Mrs. Getty, 1898. MCHS Library.

Thus we know that some Montgomery County residents took part in the parade, but there’s still no definite proof that Mrs. Getty was one of them. She was known to be a good rider, who raised and trained her own horses; she was a member of Grace Episcopal Church in Woodside; she belonged to the Silver Spring Home Interest Club – but of her personal politics we have no evidence, other than this cape. My predecessors’ catalog notes are helpful, but we don’t have quite that perfect chain of paperwork proving that we didn’t get the story wrong somewhere in the translation. I don’t really disbelieve it, but I want proof! So the search continues.

Reading the Post’s articles about the March 3rd parade was very, very interesting.  Even the various uses of “suffragist” and “suffragette” did not follow my expectations, as at least one leader declared that she preferred the seemingly-derogatory “suffragette.”  Organizers were concerned that all participants make a good impression, as they knew that the eyes of the world – many of them eager to find fault – would be upon them.  Nor was participation taken lightly; some women were afraid they’d lose their jobs, and others – many of them related to government and military officials – marched in spite of family objections. Counter-protests and pranks were planned ahead of time by those who wanted to see the cause, or just the women themselves, fail.  The descriptions of the march itself are downright harrowing; the women faced verbal and physical abuse from some of the crowd, but the marchers “for the most part kept their temper” as they passed “through two walls of antagonistic humanity.” 

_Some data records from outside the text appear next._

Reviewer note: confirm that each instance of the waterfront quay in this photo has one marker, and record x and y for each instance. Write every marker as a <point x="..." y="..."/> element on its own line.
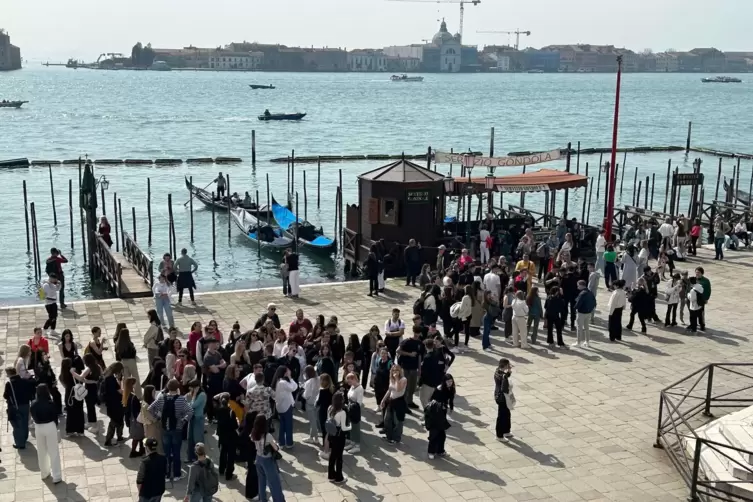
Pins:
<point x="585" y="421"/>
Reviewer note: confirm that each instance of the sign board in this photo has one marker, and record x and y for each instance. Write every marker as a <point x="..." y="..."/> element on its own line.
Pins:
<point x="417" y="196"/>
<point x="684" y="179"/>
<point x="522" y="188"/>
<point x="517" y="160"/>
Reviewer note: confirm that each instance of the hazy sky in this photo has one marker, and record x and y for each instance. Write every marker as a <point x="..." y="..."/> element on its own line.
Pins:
<point x="55" y="29"/>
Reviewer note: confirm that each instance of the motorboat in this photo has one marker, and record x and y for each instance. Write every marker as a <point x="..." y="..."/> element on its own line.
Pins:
<point x="721" y="80"/>
<point x="308" y="235"/>
<point x="405" y="78"/>
<point x="281" y="116"/>
<point x="259" y="232"/>
<point x="11" y="104"/>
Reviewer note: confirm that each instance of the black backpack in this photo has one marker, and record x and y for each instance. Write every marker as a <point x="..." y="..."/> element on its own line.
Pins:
<point x="169" y="418"/>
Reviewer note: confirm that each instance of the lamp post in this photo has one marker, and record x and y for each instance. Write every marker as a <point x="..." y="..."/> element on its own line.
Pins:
<point x="612" y="184"/>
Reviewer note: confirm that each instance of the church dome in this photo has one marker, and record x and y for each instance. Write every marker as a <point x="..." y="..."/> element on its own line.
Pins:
<point x="443" y="36"/>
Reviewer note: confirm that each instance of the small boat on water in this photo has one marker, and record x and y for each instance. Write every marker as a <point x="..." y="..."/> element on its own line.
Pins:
<point x="721" y="80"/>
<point x="281" y="116"/>
<point x="205" y="197"/>
<point x="11" y="104"/>
<point x="405" y="78"/>
<point x="740" y="196"/>
<point x="262" y="234"/>
<point x="308" y="235"/>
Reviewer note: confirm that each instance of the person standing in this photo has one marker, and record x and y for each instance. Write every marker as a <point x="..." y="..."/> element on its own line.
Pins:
<point x="162" y="305"/>
<point x="18" y="394"/>
<point x="585" y="305"/>
<point x="150" y="479"/>
<point x="186" y="266"/>
<point x="173" y="411"/>
<point x="46" y="419"/>
<point x="55" y="266"/>
<point x="412" y="258"/>
<point x="51" y="287"/>
<point x="505" y="399"/>
<point x="294" y="275"/>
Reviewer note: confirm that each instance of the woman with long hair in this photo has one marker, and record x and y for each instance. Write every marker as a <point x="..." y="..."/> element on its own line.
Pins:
<point x="74" y="418"/>
<point x="125" y="352"/>
<point x="266" y="465"/>
<point x="394" y="405"/>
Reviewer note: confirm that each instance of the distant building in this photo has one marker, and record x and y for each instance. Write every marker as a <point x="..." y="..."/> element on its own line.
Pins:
<point x="10" y="55"/>
<point x="226" y="60"/>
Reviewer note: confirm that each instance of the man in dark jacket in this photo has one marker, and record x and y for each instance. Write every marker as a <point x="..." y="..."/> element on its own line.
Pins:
<point x="412" y="256"/>
<point x="585" y="304"/>
<point x="152" y="472"/>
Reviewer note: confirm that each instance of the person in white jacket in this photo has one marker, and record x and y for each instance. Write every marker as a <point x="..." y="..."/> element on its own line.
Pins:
<point x="617" y="304"/>
<point x="673" y="299"/>
<point x="519" y="319"/>
<point x="696" y="292"/>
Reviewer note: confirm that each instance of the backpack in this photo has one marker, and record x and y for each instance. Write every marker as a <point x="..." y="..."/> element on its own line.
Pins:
<point x="211" y="479"/>
<point x="169" y="419"/>
<point x="330" y="426"/>
<point x="418" y="306"/>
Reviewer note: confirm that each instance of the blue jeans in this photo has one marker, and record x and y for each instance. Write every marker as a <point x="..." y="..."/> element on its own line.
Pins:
<point x="195" y="435"/>
<point x="161" y="304"/>
<point x="269" y="476"/>
<point x="285" y="437"/>
<point x="21" y="426"/>
<point x="171" y="442"/>
<point x="488" y="323"/>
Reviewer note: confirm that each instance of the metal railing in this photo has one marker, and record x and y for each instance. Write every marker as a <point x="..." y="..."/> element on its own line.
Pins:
<point x="142" y="262"/>
<point x="686" y="406"/>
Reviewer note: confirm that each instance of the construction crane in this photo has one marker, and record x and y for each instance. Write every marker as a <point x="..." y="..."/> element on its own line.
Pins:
<point x="462" y="8"/>
<point x="517" y="34"/>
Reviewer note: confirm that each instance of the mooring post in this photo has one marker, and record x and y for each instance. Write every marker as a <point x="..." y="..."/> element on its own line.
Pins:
<point x="253" y="147"/>
<point x="70" y="208"/>
<point x="26" y="217"/>
<point x="214" y="235"/>
<point x="115" y="216"/>
<point x="149" y="211"/>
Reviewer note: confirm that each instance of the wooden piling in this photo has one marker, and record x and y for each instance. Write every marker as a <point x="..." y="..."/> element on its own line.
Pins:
<point x="149" y="211"/>
<point x="305" y="199"/>
<point x="214" y="233"/>
<point x="253" y="147"/>
<point x="70" y="208"/>
<point x="26" y="217"/>
<point x="115" y="216"/>
<point x="52" y="195"/>
<point x="666" y="185"/>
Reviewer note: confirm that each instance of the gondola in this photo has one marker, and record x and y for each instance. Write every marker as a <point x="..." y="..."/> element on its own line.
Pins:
<point x="308" y="235"/>
<point x="262" y="234"/>
<point x="741" y="196"/>
<point x="205" y="198"/>
<point x="282" y="116"/>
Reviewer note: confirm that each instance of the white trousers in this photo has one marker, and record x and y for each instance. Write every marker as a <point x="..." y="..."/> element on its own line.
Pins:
<point x="483" y="254"/>
<point x="295" y="282"/>
<point x="48" y="453"/>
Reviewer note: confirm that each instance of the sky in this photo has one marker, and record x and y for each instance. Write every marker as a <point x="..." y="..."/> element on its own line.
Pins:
<point x="57" y="30"/>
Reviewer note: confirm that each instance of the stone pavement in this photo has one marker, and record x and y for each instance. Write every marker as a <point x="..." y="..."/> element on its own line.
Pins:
<point x="585" y="419"/>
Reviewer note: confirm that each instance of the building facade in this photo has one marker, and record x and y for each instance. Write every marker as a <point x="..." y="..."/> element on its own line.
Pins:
<point x="10" y="55"/>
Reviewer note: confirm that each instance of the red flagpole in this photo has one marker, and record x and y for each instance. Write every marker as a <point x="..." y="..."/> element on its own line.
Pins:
<point x="612" y="184"/>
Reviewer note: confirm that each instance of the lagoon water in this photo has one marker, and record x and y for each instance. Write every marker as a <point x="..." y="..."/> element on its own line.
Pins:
<point x="124" y="114"/>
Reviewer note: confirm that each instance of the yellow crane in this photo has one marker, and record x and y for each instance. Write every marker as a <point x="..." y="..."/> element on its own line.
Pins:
<point x="517" y="34"/>
<point x="462" y="8"/>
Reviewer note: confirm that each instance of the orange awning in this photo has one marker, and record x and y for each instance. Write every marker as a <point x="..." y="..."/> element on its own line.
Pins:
<point x="535" y="181"/>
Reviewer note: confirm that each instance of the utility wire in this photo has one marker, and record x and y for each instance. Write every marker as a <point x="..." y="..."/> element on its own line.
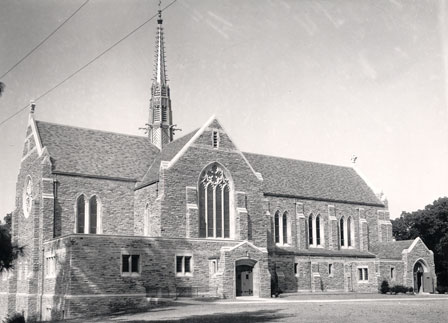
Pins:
<point x="44" y="40"/>
<point x="84" y="66"/>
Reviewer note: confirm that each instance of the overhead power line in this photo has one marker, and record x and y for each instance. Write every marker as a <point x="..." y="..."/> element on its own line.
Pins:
<point x="44" y="40"/>
<point x="84" y="66"/>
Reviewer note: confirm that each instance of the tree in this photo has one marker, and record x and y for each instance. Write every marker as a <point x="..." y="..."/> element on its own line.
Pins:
<point x="8" y="251"/>
<point x="431" y="225"/>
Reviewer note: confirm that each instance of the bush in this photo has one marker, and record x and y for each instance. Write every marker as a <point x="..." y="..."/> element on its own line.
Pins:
<point x="15" y="318"/>
<point x="384" y="287"/>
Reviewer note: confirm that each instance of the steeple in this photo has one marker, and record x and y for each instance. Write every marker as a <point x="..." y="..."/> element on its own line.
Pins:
<point x="160" y="114"/>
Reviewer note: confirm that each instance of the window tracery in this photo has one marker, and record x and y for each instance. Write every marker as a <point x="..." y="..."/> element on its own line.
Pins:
<point x="214" y="200"/>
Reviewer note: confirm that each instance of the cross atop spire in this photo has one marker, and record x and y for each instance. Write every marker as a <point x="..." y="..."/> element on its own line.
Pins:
<point x="159" y="59"/>
<point x="160" y="12"/>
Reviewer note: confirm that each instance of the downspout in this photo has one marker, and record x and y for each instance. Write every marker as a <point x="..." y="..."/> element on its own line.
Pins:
<point x="55" y="194"/>
<point x="42" y="285"/>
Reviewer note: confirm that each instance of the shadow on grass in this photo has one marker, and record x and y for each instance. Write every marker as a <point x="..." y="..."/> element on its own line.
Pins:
<point x="239" y="317"/>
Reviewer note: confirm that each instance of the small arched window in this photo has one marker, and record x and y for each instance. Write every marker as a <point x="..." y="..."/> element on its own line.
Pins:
<point x="214" y="203"/>
<point x="80" y="214"/>
<point x="318" y="230"/>
<point x="277" y="227"/>
<point x="146" y="220"/>
<point x="349" y="232"/>
<point x="93" y="215"/>
<point x="346" y="229"/>
<point x="88" y="218"/>
<point x="285" y="227"/>
<point x="315" y="231"/>
<point x="310" y="230"/>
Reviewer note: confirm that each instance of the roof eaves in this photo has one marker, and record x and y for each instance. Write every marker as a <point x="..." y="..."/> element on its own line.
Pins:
<point x="190" y="142"/>
<point x="321" y="199"/>
<point x="121" y="179"/>
<point x="138" y="187"/>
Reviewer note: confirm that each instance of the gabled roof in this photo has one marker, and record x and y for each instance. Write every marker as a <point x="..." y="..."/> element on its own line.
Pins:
<point x="168" y="152"/>
<point x="391" y="250"/>
<point x="310" y="180"/>
<point x="96" y="153"/>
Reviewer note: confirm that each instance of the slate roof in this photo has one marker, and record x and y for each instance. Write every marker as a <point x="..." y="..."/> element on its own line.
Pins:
<point x="97" y="153"/>
<point x="168" y="152"/>
<point x="106" y="154"/>
<point x="310" y="180"/>
<point x="391" y="250"/>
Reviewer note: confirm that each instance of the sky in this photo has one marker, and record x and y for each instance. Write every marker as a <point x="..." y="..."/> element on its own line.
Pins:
<point x="313" y="80"/>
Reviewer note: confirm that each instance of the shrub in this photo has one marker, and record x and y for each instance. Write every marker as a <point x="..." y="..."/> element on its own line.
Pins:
<point x="399" y="289"/>
<point x="384" y="287"/>
<point x="15" y="318"/>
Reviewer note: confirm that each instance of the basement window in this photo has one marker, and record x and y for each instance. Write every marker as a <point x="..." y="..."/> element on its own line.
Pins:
<point x="130" y="265"/>
<point x="184" y="265"/>
<point x="363" y="274"/>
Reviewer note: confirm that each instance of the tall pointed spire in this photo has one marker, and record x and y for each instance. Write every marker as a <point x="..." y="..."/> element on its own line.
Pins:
<point x="160" y="114"/>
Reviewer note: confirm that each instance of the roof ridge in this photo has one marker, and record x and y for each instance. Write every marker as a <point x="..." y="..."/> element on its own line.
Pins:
<point x="295" y="159"/>
<point x="91" y="129"/>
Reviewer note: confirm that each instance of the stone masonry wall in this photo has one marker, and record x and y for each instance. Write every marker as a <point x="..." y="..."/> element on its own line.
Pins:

One-half of a stereograph view of the parade, from the Library of Congress collections

* Unless otherwise noted, all quotes are from articles in the Washington Post, January – March 1913.  Many but not all come from “Suffragists Take City for Pageant” (March 2) and “Women’s Beauty, Grace and Art Bewilder the Capital” (March 4). Citations available if you need ‘em.

** Upon the group’s formation in 1888, the author of the Annals noted that it “started with a smaller membership than the well-known feminine independence of Sandy Spring would lead one to suppose possible.”